Bulk refined sugar prices mostly were unchanged in the week ended Oct. 6 as the 2023-24 marketing year began Oct. 1. Sugar beet and cane harvests progressed slowly, as did corn sweetener contracting for 2024.
Sugar beet harvesting that typically is in full swing across the nation was delayed in several areas due to warm weather that prevented the outside piling of beets during active harvest. Enough beets were harvested to keep factories running. Harvest resumed in most areas by weeks end as temperatures dropped, but at least one cooperative was expected to delay full harvest a couple more weeks.
The delayed beet harvest was viewed as positive as it gave plants more time to deposit additional sugar in roots. While the later harvest increases the risk from a damaging early freeze, no severely cold weather was in forecasts.
Sugar cane harvest started late in Louisiana and was progressing slowly, with growers giving plants more time to recover after recent rainfall, but most expected the rain was “too little, too late” after the summer’s severe drought. Florida cane harvest was stalled by up to 7 inches of rainfall in some areas.
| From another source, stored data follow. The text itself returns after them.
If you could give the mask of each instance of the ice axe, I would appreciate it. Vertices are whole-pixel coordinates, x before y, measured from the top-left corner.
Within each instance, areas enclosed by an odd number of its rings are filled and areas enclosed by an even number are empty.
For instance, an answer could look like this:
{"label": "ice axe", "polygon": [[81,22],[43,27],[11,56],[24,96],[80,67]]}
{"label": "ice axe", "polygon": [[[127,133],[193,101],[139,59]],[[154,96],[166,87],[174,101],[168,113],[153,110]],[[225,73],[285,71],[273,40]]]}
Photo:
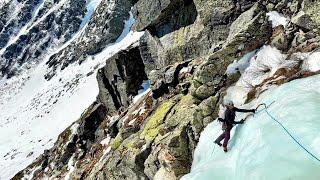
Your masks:
{"label": "ice axe", "polygon": [[[254,117],[255,114],[258,114],[260,112],[262,112],[263,110],[267,109],[268,107],[270,107],[275,101],[272,101],[268,106],[266,103],[261,103],[259,104],[256,108],[255,108],[255,111],[256,113],[254,114],[249,114],[248,116],[246,116],[244,119],[242,119],[243,121],[246,121],[250,116]],[[259,109],[260,106],[264,106],[263,109],[261,109],[260,111],[257,112],[257,110]]]}

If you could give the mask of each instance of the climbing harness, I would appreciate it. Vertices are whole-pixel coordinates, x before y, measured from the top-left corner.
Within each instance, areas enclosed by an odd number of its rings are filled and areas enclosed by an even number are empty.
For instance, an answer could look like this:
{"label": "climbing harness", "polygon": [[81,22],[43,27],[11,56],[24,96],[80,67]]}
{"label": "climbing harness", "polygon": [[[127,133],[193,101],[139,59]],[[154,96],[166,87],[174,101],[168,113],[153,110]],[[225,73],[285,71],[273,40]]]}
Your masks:
{"label": "climbing harness", "polygon": [[[274,101],[271,103],[273,104]],[[258,107],[256,109],[259,108],[259,106],[264,106],[263,109],[259,110],[258,112],[256,112],[256,114],[259,114],[263,111],[265,111],[267,113],[267,115],[276,123],[278,123],[282,129],[291,137],[291,139],[293,139],[295,141],[296,144],[298,144],[303,150],[305,150],[305,152],[307,152],[310,156],[312,156],[314,159],[316,159],[317,161],[320,162],[320,159],[318,157],[316,157],[313,153],[311,153],[306,147],[304,147],[293,135],[292,133],[290,133],[290,131],[279,121],[277,120],[267,109],[271,106],[271,104],[269,104],[269,106],[267,106],[265,103],[258,105]]]}

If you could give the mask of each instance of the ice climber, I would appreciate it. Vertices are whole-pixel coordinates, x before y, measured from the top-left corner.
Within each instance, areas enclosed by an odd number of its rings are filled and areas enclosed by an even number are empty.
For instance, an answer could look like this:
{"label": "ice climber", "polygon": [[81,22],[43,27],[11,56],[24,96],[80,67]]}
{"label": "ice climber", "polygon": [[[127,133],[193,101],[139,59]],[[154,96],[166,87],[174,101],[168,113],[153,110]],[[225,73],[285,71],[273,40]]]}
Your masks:
{"label": "ice climber", "polygon": [[[227,145],[230,139],[230,131],[233,128],[234,124],[243,124],[244,120],[234,121],[236,112],[252,112],[255,113],[255,109],[239,109],[234,107],[233,102],[231,100],[225,100],[223,105],[226,107],[224,112],[224,119],[218,118],[220,122],[222,122],[222,130],[223,133],[214,141],[219,146],[223,146],[224,152],[227,152]],[[221,141],[224,139],[223,144]]]}

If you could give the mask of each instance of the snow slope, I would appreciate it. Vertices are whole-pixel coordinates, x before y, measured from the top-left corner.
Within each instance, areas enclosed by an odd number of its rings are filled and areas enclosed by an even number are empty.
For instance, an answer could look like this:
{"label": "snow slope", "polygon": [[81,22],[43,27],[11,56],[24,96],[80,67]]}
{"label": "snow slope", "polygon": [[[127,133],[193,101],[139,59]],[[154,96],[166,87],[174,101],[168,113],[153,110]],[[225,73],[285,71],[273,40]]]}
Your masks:
{"label": "snow slope", "polygon": [[81,65],[71,64],[50,81],[44,79],[50,56],[26,74],[0,80],[0,179],[9,179],[52,147],[58,135],[95,100],[97,69],[143,35],[130,31],[133,22],[131,15],[116,43]]}
{"label": "snow slope", "polygon": [[[273,87],[244,108],[273,101],[268,111],[319,158],[320,75]],[[236,120],[245,116],[239,113]],[[183,180],[316,180],[320,177],[320,162],[299,147],[264,111],[233,128],[228,153],[213,143],[221,132],[218,122],[209,124],[202,132],[191,173]]]}

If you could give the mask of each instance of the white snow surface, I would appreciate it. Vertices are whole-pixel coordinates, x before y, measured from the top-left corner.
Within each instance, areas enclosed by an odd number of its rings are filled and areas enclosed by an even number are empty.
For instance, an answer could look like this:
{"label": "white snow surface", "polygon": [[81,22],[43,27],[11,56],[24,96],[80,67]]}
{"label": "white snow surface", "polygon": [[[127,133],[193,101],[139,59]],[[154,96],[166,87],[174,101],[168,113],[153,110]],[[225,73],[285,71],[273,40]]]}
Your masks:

Beet processors were slicing enough beets and producing enough sugar to meet delivery obligations. But none were rushing to sell the remainder of their 2023-24 production until the campaign gets further along. One processor remained out of the market, another was expected to return to the market in early November, and most others were in the market but noted light sales.
Bulk beet and cane sugar prices mostly were unchanged, but comparisons with a week earlier and a year ago were muddled by the start of the new marketing year Oct. 1. Some sellers offered the same prices spot through calendar 2024. Others had higher spot prices but a lower price for calendar 2024 (though unchanged from a week earlier in both cases).
While refined sugar price changes were difficult to pinpoint, the general tone to the market was steady to firm. There was no indication of price weakness as sometimes occurs in October when the beet and cane harvests are active. Delays in the beet harvest and uncertainty about the Louisiana cane crop have emboldened sellers to hold prices steady after some increased offers a few weeks ago.
Annual flat-price contracting of corn sweeteners for 2024 was off to a slow start. One major supplier was said to still not be active in the market for 2024. Some others have pulled back after issuing offers at steady to slightly firmer prices to existing customers in September. Users, hoping for lower prices due to ample corn supplies and lower corn prices, were in no rush to buy, and refiners indicated they also were willing to re-evaluate and wait until users are ready to do business. Price offers were unchanged from September. Record-high sugar prices in Mexico could boost export demand for high-fructose corn syrup from the United States.